Until now, there is no consensus about the most optimal use and application of the ICF domains activities and participation to study level of disability in research. In the pre-final version of the ICF model, activities and participation were presented as two separate domains, but in the final version these two domains were again combined into one concept, because of the difficulty to distinguish between the two domains. The WHO stated that despite the combined concept, the two domains still have two distinct definitions and remain distinguishable. According to the ICF model, activity limitations are defined as difficulties in performing a task, whereas participation restrictions are defined as difficulties in engaging in life situations [7]. Several studies have investigated the similarities and overlap between the two domains and found conflicting results. Some studies found evidence for two dimensions [12, 29] and suggested separation of the domains when for example analyzing intervention effects, as intervention could have different effects on both domains [30]. These studies highlighted the difficulties in making a distinction between the two domains, as the selected instruments often measured aspects of activities as well as aspects of participation [3133]. But it has been suggested that these problems may be due to measurement problems, rather than the constructs being intrinsically different. On the other hand, there are also studies that support combining the activity and participation domain [34, 35]. All these contradictory findings and the ongoing debate in literature highlight the challenge in the classification and subsequent use of the ICF domains in research. Our findings seem to confirm the classification of the WHO, in which activities and participation are two distinct domains that both provide unique information about the level of functioning.

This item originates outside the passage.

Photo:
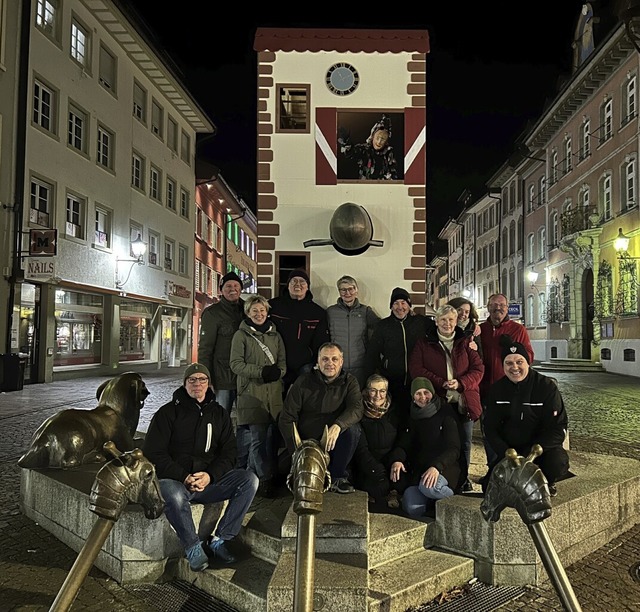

Our study has several strengths. We used validated questionnaires to measure functioning and had full data available from almost all participants. Also, besides testing the bifactor model, we examined the reliability of the model, by investigating the omegas of both the general factor and subgroup factors. However, some limitations of the study should also be mentioned. Firstly, there are contradictory findings in the literature about the dimensionality of the PF subscale of the RAND-36. As intended, many studies found evidence for the PF subscale to measure a unidimensional construct [36, 37]. However, some studies have indicated that this 10-item subscale is multidimensional, with interdependency between the items [38, 39]. Based on the moderate support for unidimensionality, its relevant items, its extensive use and its feasibility in practice, we decided to include this questionnaire as a measure for physical functioning. The testing of the models showed no problems with respect to the 10 items of the PF questionnaire and therefore we reasoned that this questionnaire was indeed a suitable measure for this study. Secondly, earlier research suggested that measuring ADL may be more relevant in clinical settings, like hospitals or nursing homes, because of the more extensive problems the residents face [40]. In our study population of older adults, selected in general practices, we found a relatively low prevalence of ADL limitations, which confirmed earlier results [1]. Nevertheless, we decided to include this measure to provide a complete picture of the impact of joint pain and comorbidity on different aspects of functioning.

Conclusions

The results of our analysis support the use of an aggregated functional measure for PF, ADL and IADL, whereas participation should be considered as a distinct measure, in research studies that have the broader aim to develop prediction models for poor functional outcome.